Goodbye to Mom Guilt

Once she let myself off the hook, it became easy to laugh at the daily confusion, commotion, and oops that inevitably happen in all our lives. 

by Deb • More.com Member { View Profile }

I've let go of the mom guilt, for the most part. I took an informal poll, and realized most moms were so busy wallowing in their own crud that they were missing the potential awesomeness of every day. So, I put guilt on mute. 

Before I had kids, I was pretty confident I was a good person, fun to hang out with, as well as somewhat intelligent. Fast forward a decade or two, and I'm pretty confidant I'm an embarrassment, a bore, and dumb as a stump. Of course, that depends on which one of my children you ask. 

My pre-teen daughter still thinks I'm terrific. She's my favorite mini girlfriend, and unless I forget and leave her (just kidding so don't go dialing HRS) at hip hop, basketball, or piano, she's always full of unconditional love and hugs for me. My teenage son is a different story. He's mastered the trifecta of deep sigh/eye-roll/dismissal of me, pretty much from the get-go of my "Good morning, hon, how did you sleep?" I know it's just a matter of time before my little one joins the love-less fest though. Sigh.

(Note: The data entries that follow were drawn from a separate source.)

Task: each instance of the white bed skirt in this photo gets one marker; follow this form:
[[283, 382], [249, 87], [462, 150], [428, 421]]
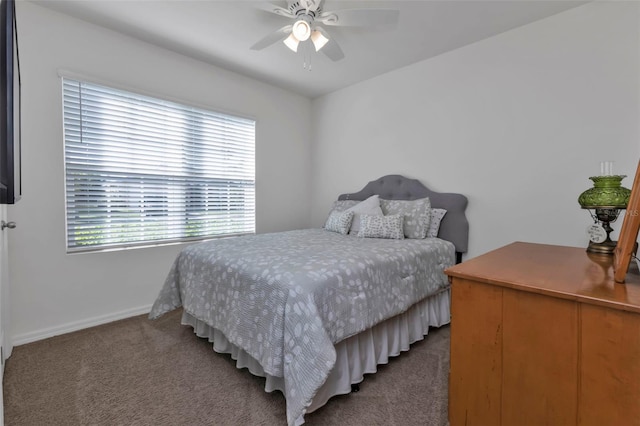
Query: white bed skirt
[[356, 356]]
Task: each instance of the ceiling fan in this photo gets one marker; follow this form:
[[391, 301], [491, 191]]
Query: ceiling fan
[[308, 15]]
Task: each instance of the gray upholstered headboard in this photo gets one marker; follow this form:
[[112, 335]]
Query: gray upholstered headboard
[[454, 226]]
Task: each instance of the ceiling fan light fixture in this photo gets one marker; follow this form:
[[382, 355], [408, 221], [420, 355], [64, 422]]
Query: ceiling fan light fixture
[[292, 42], [301, 30], [318, 39]]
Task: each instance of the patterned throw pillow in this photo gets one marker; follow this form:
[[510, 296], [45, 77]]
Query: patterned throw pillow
[[342, 205], [434, 225], [417, 215], [339, 222], [370, 206], [374, 226]]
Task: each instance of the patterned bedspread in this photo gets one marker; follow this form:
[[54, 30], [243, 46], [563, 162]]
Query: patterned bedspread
[[286, 298]]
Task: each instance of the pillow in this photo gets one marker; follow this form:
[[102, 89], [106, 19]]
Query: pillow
[[370, 206], [375, 226], [417, 215], [434, 225], [342, 205], [339, 222]]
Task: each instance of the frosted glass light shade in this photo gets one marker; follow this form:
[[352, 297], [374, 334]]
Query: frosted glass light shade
[[301, 30], [318, 40], [292, 42]]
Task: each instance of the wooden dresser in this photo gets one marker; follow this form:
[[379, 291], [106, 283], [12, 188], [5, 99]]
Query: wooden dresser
[[541, 335]]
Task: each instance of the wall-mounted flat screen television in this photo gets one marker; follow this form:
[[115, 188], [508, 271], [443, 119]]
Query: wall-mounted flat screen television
[[10, 173]]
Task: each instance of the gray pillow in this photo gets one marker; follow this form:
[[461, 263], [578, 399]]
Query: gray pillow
[[374, 226], [369, 206], [339, 222], [434, 224], [417, 215]]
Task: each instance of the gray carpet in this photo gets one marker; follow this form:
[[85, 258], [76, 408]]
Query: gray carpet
[[142, 372]]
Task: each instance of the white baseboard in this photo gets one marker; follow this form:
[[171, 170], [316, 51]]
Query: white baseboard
[[33, 336]]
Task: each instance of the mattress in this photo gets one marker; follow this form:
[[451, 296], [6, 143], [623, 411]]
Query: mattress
[[288, 298]]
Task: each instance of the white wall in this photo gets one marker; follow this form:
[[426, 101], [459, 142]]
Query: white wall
[[52, 291], [517, 122]]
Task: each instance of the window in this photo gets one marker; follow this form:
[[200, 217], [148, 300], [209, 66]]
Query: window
[[144, 171]]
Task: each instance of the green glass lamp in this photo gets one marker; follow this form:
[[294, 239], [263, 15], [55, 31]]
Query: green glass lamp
[[606, 199]]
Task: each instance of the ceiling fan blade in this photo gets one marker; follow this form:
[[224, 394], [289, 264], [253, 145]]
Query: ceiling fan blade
[[273, 37], [359, 17], [274, 8]]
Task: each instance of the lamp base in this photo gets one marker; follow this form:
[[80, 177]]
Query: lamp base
[[606, 247]]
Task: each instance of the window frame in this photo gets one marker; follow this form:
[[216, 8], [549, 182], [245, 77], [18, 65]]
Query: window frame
[[247, 212]]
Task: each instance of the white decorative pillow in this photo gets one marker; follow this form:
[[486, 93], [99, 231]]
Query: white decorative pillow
[[339, 222], [370, 206], [375, 226], [434, 225], [342, 205], [417, 215]]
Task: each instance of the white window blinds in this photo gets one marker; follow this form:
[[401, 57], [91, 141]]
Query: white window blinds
[[141, 170]]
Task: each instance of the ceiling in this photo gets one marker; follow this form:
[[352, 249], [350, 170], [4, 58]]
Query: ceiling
[[221, 33]]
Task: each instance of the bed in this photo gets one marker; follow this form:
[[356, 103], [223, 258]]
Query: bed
[[314, 310]]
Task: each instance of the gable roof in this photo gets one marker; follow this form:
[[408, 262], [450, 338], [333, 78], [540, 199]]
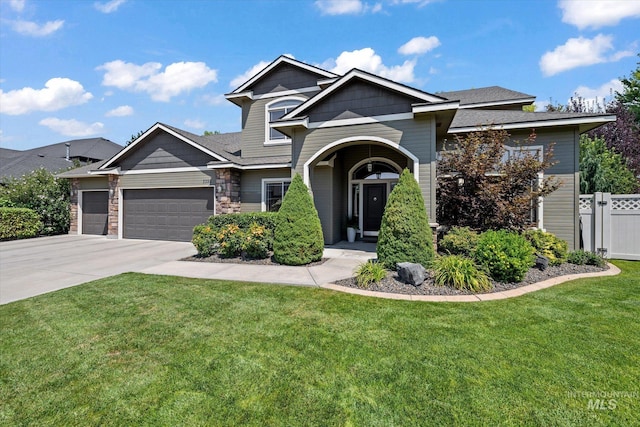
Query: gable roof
[[488, 97], [283, 59], [470, 120], [356, 74], [15, 163]]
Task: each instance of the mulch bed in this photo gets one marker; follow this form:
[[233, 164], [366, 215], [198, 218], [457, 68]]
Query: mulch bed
[[392, 284]]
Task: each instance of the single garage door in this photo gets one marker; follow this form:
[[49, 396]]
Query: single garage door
[[95, 212], [165, 213]]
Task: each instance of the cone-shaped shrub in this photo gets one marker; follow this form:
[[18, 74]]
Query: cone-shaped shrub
[[405, 235], [298, 236]]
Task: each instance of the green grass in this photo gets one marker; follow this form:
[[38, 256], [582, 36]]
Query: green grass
[[138, 349]]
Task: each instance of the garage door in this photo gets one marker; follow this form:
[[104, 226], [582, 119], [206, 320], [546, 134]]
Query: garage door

Here's what letting go of the guilt has allowed me to understand. First, all of the 'tude has nothing to do with me! I'll be the first to admit, I'm no June Cleaver. Homemade pancakes (or much of anything) don't come wafting from my kitchen at 6:30 a.m. For the record though, I make a mean batch of cookies, courtesy of that roll of frozen cookie dough. What I've realized is this — I'm not perfect. I never claimed to be perfect. My kids aren't perfect, and my friends' kids aren't perfect. To try and chase perfection is a lesson in futility, where the only winners are the makers of Ibuprofen. Or vodka companies. Once I decided to let myself off the hook, it became easy to laugh at the daily confusion, commotion, and oops that inevitably happen in all our lives. We're all entitled to mess up, feel overwhelmed, and freak out from time to time. It's a life lesson our kids need to see in action, so they can learn about humanity and empathy. Growing up comes with a myriad of insecurities; maybe if we expose ours to our kids, it will help them breathe a bit easier. And maybe, just maybe they'll do the eye-roll thingy less.